The observed treatment effect in patients with a high mutational burden could be explained by a corresponding higher neoantigen burden. A study by Choudhury et al. found a linear positive correlation between the number of somatic non-synonymous mutations and the number of predicted neoantigens in bladder cancer (20). Turajlic et al. showed that indels in particular increased the immunogenicity of the tumor, and thereby checkpoint inhibitor response (21). A correlation between neoantigen burden and both response to immunotherapy and survival has been detected in earlier studies in lung cancers (18,22,23). The TRACERx studies have shown that NSCLC patients have a high degree of intratumoral heterogeneity, which affects the response to treatment (22,24-27). A study by McGranahan et al. found a positive correlation between high neoantigen burden and overall survival in lung adenocarcinoma patients, where this effect was most pronounced in tumors with a homogenous neoantigen load (22), similarly Zhou et al. demonstrated that high heterogeneity in ctDNA was associated with poor response to immune checkpoint inhibitors (28). Others found no correlation between mutational and neoepitope load and longer survival (29,30). However, these studies were performed on tissue biopsies and peripheral blood mononuclear cells, and our study was performed on ctDNA, which may explain the discrepancy.
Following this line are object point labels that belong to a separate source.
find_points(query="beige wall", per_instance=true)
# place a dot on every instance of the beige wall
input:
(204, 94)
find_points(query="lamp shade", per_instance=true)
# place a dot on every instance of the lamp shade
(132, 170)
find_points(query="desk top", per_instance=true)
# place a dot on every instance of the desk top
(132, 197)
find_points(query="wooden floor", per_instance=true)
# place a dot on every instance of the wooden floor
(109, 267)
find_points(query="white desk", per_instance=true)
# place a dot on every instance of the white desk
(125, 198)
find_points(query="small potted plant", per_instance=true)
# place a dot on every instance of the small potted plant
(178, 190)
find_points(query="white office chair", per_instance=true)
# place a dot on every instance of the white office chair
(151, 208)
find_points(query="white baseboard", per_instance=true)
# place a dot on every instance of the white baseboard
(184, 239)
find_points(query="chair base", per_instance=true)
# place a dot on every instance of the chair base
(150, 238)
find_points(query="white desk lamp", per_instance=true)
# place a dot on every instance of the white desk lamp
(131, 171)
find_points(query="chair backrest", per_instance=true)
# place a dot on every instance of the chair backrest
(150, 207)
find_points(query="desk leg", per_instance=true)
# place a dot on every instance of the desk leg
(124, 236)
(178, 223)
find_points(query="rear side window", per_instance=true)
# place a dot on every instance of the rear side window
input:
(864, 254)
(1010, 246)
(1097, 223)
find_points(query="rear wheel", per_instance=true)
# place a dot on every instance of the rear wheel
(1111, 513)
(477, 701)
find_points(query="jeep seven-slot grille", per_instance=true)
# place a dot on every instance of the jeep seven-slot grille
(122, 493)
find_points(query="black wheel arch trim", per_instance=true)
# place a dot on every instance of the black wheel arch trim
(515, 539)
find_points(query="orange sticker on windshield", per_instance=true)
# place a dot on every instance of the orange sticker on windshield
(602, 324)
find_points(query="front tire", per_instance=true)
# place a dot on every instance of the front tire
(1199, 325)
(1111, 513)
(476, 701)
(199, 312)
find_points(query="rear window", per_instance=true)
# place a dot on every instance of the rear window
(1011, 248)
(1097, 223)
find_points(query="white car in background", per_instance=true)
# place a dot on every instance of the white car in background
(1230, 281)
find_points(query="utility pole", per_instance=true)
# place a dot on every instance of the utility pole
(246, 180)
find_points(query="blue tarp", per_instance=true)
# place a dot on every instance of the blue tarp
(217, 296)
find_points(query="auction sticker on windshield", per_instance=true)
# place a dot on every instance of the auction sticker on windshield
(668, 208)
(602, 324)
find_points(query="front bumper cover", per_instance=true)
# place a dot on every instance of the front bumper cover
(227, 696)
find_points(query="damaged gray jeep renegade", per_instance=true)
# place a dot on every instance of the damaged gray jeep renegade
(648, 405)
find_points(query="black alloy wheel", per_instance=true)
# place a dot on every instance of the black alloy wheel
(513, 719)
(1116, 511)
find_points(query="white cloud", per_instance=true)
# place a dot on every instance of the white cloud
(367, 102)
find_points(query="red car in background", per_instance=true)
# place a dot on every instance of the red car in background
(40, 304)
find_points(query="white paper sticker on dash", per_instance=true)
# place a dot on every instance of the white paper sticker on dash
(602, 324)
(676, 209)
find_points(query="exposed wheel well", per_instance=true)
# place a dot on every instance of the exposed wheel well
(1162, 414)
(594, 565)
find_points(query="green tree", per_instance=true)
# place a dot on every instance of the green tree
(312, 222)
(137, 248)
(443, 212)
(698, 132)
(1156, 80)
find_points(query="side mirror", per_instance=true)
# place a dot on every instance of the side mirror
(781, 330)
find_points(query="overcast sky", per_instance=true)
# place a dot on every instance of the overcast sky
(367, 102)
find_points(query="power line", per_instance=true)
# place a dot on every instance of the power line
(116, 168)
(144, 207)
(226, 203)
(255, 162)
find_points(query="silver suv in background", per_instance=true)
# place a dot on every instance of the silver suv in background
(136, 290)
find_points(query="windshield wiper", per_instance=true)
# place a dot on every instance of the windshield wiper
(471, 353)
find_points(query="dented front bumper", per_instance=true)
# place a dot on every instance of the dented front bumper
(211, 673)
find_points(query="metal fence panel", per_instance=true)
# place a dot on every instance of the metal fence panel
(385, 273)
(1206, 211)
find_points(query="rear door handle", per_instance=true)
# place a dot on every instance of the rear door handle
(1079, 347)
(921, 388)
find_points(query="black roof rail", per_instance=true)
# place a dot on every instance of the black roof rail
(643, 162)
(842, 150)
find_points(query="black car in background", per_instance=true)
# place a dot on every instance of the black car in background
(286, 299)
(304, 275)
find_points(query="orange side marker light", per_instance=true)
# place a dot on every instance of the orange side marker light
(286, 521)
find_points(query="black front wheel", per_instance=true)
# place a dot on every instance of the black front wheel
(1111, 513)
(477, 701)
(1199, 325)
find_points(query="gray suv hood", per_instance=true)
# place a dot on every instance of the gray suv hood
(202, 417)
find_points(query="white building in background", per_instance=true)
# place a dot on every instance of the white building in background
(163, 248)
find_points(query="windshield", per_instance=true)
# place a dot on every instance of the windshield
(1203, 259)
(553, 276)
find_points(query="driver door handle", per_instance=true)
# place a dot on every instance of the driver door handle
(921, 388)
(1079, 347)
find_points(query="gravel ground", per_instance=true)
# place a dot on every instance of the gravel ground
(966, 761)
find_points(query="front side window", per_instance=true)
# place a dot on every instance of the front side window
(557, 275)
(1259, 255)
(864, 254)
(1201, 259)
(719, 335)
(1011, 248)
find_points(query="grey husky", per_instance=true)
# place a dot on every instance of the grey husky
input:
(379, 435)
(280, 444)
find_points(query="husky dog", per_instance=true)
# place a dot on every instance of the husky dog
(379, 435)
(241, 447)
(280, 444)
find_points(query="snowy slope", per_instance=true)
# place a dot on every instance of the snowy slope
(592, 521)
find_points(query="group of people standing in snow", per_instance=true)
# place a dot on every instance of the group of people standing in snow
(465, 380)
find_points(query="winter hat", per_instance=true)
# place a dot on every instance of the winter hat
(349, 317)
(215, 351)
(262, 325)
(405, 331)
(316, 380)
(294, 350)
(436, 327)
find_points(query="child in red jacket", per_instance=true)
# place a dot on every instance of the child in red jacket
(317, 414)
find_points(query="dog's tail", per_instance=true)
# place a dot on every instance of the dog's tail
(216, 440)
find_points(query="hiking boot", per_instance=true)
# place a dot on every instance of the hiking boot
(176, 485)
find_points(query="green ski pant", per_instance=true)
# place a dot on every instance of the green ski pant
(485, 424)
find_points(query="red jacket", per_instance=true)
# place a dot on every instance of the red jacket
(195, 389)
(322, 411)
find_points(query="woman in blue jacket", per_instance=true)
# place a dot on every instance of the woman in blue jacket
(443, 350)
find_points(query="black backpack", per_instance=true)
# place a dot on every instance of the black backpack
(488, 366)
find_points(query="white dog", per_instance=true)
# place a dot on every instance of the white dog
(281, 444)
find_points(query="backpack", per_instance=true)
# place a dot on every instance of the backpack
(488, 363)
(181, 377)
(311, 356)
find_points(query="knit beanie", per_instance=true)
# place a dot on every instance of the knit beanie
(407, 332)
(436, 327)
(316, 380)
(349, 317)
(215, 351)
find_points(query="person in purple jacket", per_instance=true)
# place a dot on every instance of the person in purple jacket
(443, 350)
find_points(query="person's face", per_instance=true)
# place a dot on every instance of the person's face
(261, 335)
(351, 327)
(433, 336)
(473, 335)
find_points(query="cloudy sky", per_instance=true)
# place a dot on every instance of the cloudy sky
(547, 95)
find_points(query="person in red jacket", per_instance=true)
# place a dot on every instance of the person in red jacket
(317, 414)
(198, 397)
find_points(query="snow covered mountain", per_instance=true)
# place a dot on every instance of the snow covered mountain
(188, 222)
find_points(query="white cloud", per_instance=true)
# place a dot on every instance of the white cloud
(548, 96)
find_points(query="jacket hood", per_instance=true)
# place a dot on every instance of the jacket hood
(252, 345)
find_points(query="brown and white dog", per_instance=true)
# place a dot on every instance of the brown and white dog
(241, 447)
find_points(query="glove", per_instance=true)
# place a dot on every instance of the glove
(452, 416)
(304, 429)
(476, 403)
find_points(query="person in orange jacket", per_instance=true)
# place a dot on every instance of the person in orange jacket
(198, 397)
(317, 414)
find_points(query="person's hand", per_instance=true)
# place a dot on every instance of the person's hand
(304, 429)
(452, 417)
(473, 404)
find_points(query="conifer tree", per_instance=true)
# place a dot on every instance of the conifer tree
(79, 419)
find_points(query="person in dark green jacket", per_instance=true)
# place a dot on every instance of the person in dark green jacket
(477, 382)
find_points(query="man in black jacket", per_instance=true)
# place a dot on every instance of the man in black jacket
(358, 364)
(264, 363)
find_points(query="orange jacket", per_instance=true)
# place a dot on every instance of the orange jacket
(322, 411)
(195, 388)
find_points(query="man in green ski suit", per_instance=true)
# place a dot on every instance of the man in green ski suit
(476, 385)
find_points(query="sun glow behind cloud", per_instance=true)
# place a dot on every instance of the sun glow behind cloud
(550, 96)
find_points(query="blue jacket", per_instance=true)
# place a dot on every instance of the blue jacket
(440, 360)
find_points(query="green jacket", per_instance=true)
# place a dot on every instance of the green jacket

Our study shows that the analysis of the Tx samples collected after one or two cycles of treatment detected two important factors, when identifying which patients will benefit from treatment: the absence of ctDNA and the dynamics in ctDNA level during the initial weeks of treatment. Patients with undetectable ctDNA after treatment initiation had significantly longer PFS and OS. The absence of ctDNA can be explained by clearing due to effective treatment, or due to the concept of ‘non-shedding’, which describes patients without detectable mutations in neither the pre- nor the post-treatment initiation sample. This may happen due to low tumor burden, less mitotic activity, or limited vascularization, among others (31,32). Previous studies have found both clearing and non-shedding to be correlated with survival (33-36). Our group has earlier shown that some patients clear their ctDNA at a slower pace than others and that survival is not dependent on fast clearing (36). Therefore, we turned our focus to the dynamics in ctDNA during the initial weeks of treatment. We discovered a patient subgroup with an increase in aMM after one or two cycles of treatment who had significantly inferior survival both in terms of PFS and OS. All patients experiencing any increase in aMM after treatment progressed within 10 months after treatment initiation. The increase in aMM seems to be an important biomarker for identifying patients with no benefit from treatment with pembrolizumab. This information could be vital for clinicians, so patients can change treatment or be subjected to combination therapy, instead of continuing treatment without effect.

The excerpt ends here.